Damn even I didn’t expect him to lift up the pizza lol
Me: *washes hands 97 times a day now*
Also me: *hasn’t washed coffee mug since 2003*
No one cares about your plans for the weekend more than the person cutting your hair
I picked my nephew up from school & I asked him “how was school?” This boy gonna say “Why you ask me that everytime you see me, you never went to school?”
HAPPY NEW YEAR!
My resolutions are:
1) Stop making any lists.
B) Be more stable.
7) Learn to count.
*at Thanksgiving dinner*
Me: One of you is eating poison green bean casserole.Everyone: *gasp*
Me: Just kidding you all are.
I drank a beer and then clipped my kid’s bangs, so tomorrow morning should be interesting
Dunkin Donuts gives you zero or fifty nine napkins, there is no in between.
I let an AT&T Customer Service Representative call me Brenda for a half hour because I was too embarrassed to correct him
They say “pick your battles”, so today Oreos win.

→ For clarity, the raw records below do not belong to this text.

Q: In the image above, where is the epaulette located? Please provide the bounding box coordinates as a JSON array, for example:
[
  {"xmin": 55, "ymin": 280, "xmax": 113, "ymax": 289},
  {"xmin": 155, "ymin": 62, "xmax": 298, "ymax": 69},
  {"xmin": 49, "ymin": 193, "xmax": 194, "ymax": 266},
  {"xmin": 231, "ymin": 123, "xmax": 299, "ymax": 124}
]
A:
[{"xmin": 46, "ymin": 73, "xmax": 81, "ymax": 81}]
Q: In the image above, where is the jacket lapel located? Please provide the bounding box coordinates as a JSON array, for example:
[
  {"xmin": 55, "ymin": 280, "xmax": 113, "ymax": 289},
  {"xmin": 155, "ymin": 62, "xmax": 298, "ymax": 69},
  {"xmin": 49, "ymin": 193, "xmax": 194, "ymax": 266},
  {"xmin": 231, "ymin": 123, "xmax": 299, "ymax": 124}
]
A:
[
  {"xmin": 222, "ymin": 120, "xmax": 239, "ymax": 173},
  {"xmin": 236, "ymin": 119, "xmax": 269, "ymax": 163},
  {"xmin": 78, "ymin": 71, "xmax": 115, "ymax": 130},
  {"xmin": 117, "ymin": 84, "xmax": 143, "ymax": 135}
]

“Don’t worry, the spider is smaller than you”
“Yeah….so is a grenade”
To tree roots that look remarkably like snakes:
You’re not funny.
What do the films Titanic & the 6th sense have in common?
Icy dead people…
My 6yo is excited at the possibility of being a ghost, but wants to know if her toys will remain real toys or become ghost toys
The best thing I ever did was install a fake doorbell.
Now no one ever knocks on my door.
A woman told me at dinner she liked me because I’m “not afraid to eat bread”–so I’m done with socializing for at least a year thanks
My kids gave me a headache so I left them a scathing review on Glassdoor.
[introducing date]
Me: This is Linda, my date.
Her: You mean Lisa.
Me: This is Linda, my Lisa.
6yo:You can’t eat chips before dinner!
Me:YOU can’t. I’m a grown man. I do what I want.
*Wife walks in*: What’s that?
Me:WHAT? NOTHING. Huh?
Being held captive can’t be all bad. At least you’re being held.